The research identified areas of good practice, as well as suggesting some gaps, which can grouped under four themes:

  • How far does the feedback make clear to students why/how they are succeeding or failing?
  • How far does it link students’ work with their wider progress and the module/course curriculum more generally?
  • Does the feedback encourage dialogue?
  • Does the feedback engage students with the content and with their own learning?

The research also raises questions about the availability of suitable tools to review feedback, for both individuals and institutions. More systematic reviews and support for good practice in feedback might help; encouraging lecturers to keep copies of feedback on which to reflect critically, for example, perhaps using indicators such as the ones from this project. They could discuss with colleagues what is often an individual process rarely seen by others. Some established institutional processes could take more systematic account of feedback, too, including programme evaluations, external examiners‚ reports, and student evaluations.

Using a blog to encourage critical reflection

This is the theme of my presentation to a Best Practices in Teaching workshop at the World Journalism Education Congress (WJEC).

The project has involved using a blog not for students to publish their journalistic work but for them to reflect on their practical journalism — primarily as a tool for enhancing their learning.

Notes from my presentation are available as a PDF here — intended particularly for those at the WJEC teaching workshop. I’d be particularly interested in having your comments, whether you came to the WJEC session or not — please add them below.

Formative feedback for student learning — informed by philosophy?

Bizarre, perhaps, that it was research on effective feedback to students that led me to the work of Richard Rorty, philosopher who died last Friday. He introduced the term ‘final vocabulary:

These are the words in which we formulate praise of our friends and contempt for our enemies, our long-term projects, our deepest self-doubts and our highest hopes

(from Contingency, Irony, and Solidarity, CUP, 1989).

For learning and teaching, this matters because using final vocabulary in feedback tends to close down discussion or reflection on the part of the student (or so the theory goes).
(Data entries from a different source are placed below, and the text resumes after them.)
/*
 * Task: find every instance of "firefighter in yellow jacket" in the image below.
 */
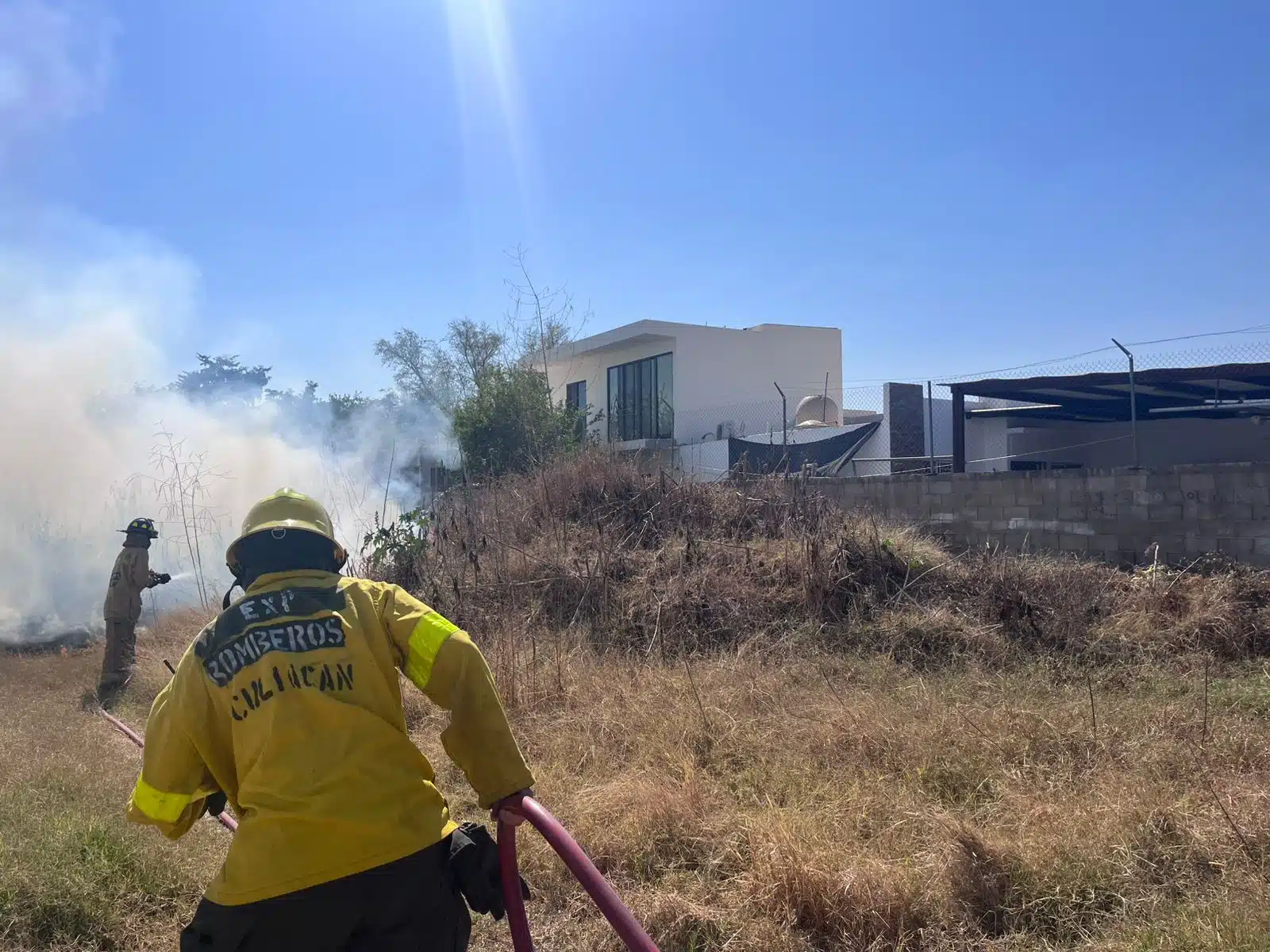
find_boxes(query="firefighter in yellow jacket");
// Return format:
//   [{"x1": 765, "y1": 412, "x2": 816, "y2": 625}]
[
  {"x1": 129, "y1": 489, "x2": 533, "y2": 952},
  {"x1": 97, "y1": 519, "x2": 171, "y2": 707}
]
In any case, telling a student that their work is ‘good’ or ‘poor’ does little, on its own, to help them learn — explaining how and why, or pointing towards this, offers much more. I suspect that final vocabulary is prevalent in a great deal of feedback to students (including my own) — at some level it’s ‘natural’. But it’s worth keeping an eye on, if one takes Rorty, David Boud and others seriously.

The Telegraph obituary puts Rorty’s influence down to clarity — an essential in journalism, of course:

One of the reasons for Rorty’s popularity, and the esteem in which he was held, was his lucidity as a writer; even in technical works for an academic audience, he was at pains to spell out his analyses clearly, and not to duck their consequences. This alone made him stand out from almost all other writers and philosophers who adopted postmodernism.
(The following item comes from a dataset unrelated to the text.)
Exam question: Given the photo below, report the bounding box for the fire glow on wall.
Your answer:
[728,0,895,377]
deli.cio.us meets education: social bookmarking for educators

Edtags caught my eye: a sector-specific deli.cio.us. And education has plenty of web-using professionals to make it worth trying. It says it has more than 17,000 bookmarks so far, and unsurprisingly much of the content and many of the users appear to be based in North America. The developers have made it compatible with deli.cio.us, which seems sensible.

Still early days, which perhaps is why nothing came up when I searched for “peer assessment”. However, 63 hits for “assessment” — and even 13 for “journalism”.
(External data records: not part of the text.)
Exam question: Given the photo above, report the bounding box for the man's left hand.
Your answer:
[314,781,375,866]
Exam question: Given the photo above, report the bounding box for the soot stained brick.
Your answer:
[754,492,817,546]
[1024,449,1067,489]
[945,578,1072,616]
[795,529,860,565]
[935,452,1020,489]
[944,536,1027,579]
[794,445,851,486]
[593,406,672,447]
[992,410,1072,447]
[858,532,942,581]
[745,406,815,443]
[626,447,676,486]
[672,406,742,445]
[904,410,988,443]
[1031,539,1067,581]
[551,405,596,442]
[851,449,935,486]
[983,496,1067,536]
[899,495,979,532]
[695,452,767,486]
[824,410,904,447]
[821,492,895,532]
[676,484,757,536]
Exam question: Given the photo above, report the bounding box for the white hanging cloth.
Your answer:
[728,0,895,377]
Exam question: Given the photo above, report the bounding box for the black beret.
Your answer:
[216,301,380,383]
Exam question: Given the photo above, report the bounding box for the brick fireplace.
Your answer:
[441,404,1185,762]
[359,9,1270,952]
This is from the Edtags blurb about the project, which seems to have evolved out of an initiative at Harvard (the splendidly named Edtags Sociosemantic Networking Project):

Edtags.org is a website for educators (e.g., teachers, education graduate students, professors, librarians, etc.) to connect with people sharing similar interests, discover relevant materials that may have “eluded” the traditional card catalogue search, and store and categorize your favorite bookmarks.

One to come back to when I have more time to explore more thoroughly. Meanwhile, it’s, erm, bookmarked.